We are slowing down. In fact, the only thing speeding up around here these days is the rate at which we are slowing down*. This is not news so much as a freshened realization, yet another reminder of our own mortality. But still, such reminders are sometimes rude in their increasingly frequent manifestation.
I am reminded of this more and more, of course, but never so poignantly as just after finishing Chris Czajkowski’s latest book on wilderness dwelling, AND THE RIVER STILL SINGS. Chris is the real deal. She has been off the grid in BC for the last 35 years and doing so in a much more remote and harsher environment than we ever encountered.
Chris had bear invasions, meters of snow, wildfires and bugs galore plus she built everything herself and had barely enough money to buy the minimal parts she needed to get the job done. But she did get it done. She set the bar pretty high for OTG’ers. She is a real inspiration if not just a tad too hard to follow for us. I would have expired by now had I done it like Chris.
In her latest book, CC starts to slow down her pioneering ways. Her knees won’t do the job anymore. She has a few health challenges. She is getting older and without a Sally or Dave to help maintain the pace. Chris recently moved down from her aerie in Nuk Tesli, a remote wilderness mini resort in the high Chilcotins to a lower, on-the grid (barely) residence that is easier to manage. The impression given as the book ends is that her wilding days are over. Chris is roughly my age.
Her wilding days are over at the higher level she previously achieved. No question. But Chris is still doing ten times what most people do at her age and she just considers it normal living. That is one of the legacy benefits of living outdoors. Living remote. Chopping wood when you are in your nineties is nothing to write a book about when you have been doing it your whole life.
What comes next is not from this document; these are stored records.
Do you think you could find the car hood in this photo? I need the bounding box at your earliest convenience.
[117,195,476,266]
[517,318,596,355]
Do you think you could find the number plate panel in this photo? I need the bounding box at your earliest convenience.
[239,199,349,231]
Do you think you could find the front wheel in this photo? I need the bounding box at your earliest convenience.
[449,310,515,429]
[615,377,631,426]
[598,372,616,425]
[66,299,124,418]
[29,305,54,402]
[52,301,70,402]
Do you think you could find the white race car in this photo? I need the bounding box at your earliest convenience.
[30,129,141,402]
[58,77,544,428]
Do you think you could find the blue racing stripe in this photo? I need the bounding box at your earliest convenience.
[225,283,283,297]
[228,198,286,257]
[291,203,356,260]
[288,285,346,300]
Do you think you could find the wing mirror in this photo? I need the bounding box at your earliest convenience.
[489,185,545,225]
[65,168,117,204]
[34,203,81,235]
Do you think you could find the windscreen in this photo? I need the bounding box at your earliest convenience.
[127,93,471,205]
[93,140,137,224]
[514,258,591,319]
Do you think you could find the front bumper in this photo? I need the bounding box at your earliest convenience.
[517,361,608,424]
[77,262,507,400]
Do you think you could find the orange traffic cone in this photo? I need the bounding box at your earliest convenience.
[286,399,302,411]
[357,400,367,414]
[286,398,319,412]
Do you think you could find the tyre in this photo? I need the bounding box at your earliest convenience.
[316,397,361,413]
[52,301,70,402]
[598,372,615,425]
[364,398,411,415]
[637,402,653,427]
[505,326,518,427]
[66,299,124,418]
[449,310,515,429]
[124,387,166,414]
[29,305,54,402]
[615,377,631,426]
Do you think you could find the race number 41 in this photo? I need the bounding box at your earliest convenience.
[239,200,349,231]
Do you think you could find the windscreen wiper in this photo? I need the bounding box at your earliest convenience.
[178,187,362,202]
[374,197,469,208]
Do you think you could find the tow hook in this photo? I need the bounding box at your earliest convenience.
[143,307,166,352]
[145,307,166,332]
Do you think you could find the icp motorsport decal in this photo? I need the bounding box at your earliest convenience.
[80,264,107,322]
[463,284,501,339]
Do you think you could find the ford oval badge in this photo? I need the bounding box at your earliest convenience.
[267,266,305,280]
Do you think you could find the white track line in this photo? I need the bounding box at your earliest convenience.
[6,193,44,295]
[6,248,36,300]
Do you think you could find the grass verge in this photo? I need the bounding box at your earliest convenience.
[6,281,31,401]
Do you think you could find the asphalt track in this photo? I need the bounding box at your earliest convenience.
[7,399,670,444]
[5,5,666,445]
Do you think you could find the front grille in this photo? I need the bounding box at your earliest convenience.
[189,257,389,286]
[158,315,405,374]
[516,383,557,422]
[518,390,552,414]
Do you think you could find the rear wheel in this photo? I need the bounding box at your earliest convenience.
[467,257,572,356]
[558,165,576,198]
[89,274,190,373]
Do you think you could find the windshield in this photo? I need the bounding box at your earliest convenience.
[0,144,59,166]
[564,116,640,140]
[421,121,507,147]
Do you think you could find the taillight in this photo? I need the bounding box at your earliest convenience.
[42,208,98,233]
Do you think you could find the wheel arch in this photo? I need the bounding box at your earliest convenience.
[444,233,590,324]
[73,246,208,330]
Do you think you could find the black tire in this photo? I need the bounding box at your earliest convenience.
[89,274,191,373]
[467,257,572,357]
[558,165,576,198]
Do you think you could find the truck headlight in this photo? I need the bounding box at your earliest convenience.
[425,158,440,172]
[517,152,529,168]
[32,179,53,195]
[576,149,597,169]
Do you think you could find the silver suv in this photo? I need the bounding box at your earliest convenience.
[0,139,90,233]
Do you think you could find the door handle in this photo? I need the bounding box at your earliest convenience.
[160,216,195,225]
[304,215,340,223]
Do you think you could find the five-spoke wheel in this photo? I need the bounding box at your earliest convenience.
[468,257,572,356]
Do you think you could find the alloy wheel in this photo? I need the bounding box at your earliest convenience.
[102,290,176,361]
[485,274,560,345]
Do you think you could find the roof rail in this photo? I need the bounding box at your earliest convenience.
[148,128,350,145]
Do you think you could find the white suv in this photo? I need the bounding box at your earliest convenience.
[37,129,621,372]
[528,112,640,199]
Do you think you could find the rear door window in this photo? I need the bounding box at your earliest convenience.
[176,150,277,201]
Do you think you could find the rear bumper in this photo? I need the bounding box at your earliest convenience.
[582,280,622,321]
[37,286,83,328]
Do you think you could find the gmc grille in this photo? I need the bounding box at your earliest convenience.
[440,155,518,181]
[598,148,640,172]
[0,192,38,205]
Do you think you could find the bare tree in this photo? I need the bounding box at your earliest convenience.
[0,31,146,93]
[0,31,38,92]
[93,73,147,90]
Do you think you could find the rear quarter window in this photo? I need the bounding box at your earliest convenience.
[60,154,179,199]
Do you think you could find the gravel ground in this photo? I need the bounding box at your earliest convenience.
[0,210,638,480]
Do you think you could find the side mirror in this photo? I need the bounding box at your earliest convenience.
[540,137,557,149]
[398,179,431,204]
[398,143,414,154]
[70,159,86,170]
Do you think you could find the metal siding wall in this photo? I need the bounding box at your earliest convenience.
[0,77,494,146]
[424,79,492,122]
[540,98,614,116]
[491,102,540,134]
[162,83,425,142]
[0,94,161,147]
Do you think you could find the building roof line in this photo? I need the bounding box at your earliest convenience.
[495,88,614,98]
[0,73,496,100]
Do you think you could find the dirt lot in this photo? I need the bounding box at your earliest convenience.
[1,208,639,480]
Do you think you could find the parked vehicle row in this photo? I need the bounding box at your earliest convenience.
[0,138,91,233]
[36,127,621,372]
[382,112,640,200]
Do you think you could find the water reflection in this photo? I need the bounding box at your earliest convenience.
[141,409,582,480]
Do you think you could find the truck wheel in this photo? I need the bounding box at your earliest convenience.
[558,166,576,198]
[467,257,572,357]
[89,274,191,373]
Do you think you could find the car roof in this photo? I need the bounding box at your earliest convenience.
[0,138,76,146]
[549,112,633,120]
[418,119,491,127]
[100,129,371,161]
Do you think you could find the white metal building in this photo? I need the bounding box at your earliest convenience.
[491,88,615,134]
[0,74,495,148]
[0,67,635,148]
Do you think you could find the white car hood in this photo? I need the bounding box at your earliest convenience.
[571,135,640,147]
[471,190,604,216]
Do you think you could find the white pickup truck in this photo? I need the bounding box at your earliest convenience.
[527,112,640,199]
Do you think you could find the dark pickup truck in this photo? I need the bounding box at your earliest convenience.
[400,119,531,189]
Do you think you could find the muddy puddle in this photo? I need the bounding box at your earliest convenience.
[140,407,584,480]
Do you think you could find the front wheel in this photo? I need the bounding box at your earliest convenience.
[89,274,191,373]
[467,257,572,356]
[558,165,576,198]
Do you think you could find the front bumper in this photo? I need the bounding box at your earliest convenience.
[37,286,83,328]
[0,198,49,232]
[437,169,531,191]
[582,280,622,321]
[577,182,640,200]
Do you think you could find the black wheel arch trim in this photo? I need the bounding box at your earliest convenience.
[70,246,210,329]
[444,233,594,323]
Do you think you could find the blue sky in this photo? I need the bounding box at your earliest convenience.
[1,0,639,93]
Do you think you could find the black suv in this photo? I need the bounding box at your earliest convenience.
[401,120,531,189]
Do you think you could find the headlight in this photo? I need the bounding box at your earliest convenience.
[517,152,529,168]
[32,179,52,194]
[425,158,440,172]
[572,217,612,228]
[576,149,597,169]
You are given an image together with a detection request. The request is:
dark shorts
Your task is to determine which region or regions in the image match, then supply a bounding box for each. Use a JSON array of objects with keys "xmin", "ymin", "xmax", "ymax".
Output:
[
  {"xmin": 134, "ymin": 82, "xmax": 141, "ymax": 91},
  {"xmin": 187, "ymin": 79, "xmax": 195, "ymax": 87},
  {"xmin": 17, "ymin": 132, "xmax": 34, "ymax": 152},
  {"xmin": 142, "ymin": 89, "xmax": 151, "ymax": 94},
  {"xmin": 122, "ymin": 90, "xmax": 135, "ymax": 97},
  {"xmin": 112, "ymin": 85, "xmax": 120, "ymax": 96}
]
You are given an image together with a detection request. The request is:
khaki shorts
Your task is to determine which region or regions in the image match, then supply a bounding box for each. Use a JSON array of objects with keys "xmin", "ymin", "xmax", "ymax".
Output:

Like I said, she is an inspiration.
But she is also a prolific writer. She has written at least ten books on living remote. I recommend that, if you have this kind of interest, you look her up. http://wildernessdweller.ca.
As for us, well, we are playing in a lower, slo-pitch league. The kind with happy hour now and then. We can keep it up, as it were, at the pace we chose for another decade for sure. Our softy wilding days still have some time to play out. And, if Chris is anything to go by, we won’t have to leave our paradise even then; we will just have to get in a bit of help occasionally. And, with a bit of luck, all the BIG projects will be done.
She inspired us, she reminded us of our age and she inspires us to keep at it. And we will. We’ll just break for tea more often is all.
*None of the above applies to quilting. The quilting fever is still burning hot and calories are being expended prodigiously. But, I for one, find it tiring just watching that activity and so I have taken to the occasional nap when the cloth bits start to fly. There is an exception to every rule and quilting is NOT slowing down.